For instance, graduate student Christopher Beaumont has written an IDL program called Dendroviz to allow astronomers to visualize the multidimensional structure of molecular clouds. There’s a neat video of Dendroviz in action here.
The International Virtual Observatory Community has also been breaking ground with a program called SAMP that establishes communication channels between different astronomical tools. A user running SAMP could open up an image in the Aladin Sky Atlas and plot data from several different astronomical catalogs. The user could then start WorldWide Telescope and use SAMP to “steer” the WorldWide Telescope field of view to match the field of view shown in Aladin. The user could also select objects from certain catalogs in Aladin (i.e., all young stars imaged by the Spitzer Space Telescope) and then see those objects highlighted in the corresponding WorldWide Telescope view.
The Future of Multidimensional Data Analysis
Professor Goodman ends the paper with an exciting glimpse of how researchers might interact with data in 5–15 years. She is currently working with several other researchers to develop a python-based platform called “Glue.” As the name suggests, Glue effectively glues together bits of code from various python modules to create a highly customizable linked-view visualization environment. Professor Goodman is also working with medical researchers to bring the high-level visualizations used in the medical world to astronomy.
In the future, researchers will use tools like medical visualizations and interfaces like Glue to interact seamlessly with data. Like today’s scientists, a researcher might start the day by reading a journal article posted on astro-ph. The researcher could spot an interesting image of a nebula in the paper and use WorldWide Telescope to see what surrounds the nebula and how the nebula appears at other wavelengths. The researcher could then open Glue and SAMP to query the archive of astronomical papers and determine if other researchers have shared data about the nebula or the surrounding region. If the researcher finds other interesting bits of data, she or he could then use the linked-view visualization built-in to Glue to analyze multiple dimensions of the data simultaneously.
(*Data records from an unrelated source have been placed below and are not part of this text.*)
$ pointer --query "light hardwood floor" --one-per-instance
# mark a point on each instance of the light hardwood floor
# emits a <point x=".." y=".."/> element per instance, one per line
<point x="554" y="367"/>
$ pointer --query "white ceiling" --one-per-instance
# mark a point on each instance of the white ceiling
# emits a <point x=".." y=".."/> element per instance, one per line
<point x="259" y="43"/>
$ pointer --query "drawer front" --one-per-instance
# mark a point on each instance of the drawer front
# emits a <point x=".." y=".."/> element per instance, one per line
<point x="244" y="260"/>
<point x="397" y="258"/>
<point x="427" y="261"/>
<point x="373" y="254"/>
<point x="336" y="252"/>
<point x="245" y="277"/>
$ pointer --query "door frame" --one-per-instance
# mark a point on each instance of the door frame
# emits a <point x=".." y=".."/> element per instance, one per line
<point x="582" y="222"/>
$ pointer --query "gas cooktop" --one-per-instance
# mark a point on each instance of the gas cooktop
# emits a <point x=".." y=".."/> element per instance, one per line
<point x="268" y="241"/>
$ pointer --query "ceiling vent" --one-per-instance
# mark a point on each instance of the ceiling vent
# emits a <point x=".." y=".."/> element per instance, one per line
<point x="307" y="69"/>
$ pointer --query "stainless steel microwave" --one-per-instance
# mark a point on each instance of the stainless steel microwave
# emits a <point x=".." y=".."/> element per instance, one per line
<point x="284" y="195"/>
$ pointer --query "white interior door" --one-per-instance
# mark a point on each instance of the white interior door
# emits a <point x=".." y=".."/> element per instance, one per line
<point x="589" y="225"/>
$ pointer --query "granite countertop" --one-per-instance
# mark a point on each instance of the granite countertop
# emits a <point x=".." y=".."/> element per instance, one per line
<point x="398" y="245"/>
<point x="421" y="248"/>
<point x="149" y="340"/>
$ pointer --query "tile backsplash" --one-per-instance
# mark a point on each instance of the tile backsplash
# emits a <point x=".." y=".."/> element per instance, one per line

A quick view might reveal a few interesting correlations between the data set, so the researcher could dive into work on a new paper. Along the way, she or he might write some new code and upload it to the online Glue repositories to share with other researchers after submitting the paper to a journal. The paper will likely include three-dimensional figures and linked data cubes so that other researchers can be similarly inspired by the new paper. The research world of the future might seem distant, but many of these tools are already available and platforms like Glue might be automatically installed on university computers before most of the current astrobites authors earn doctorates.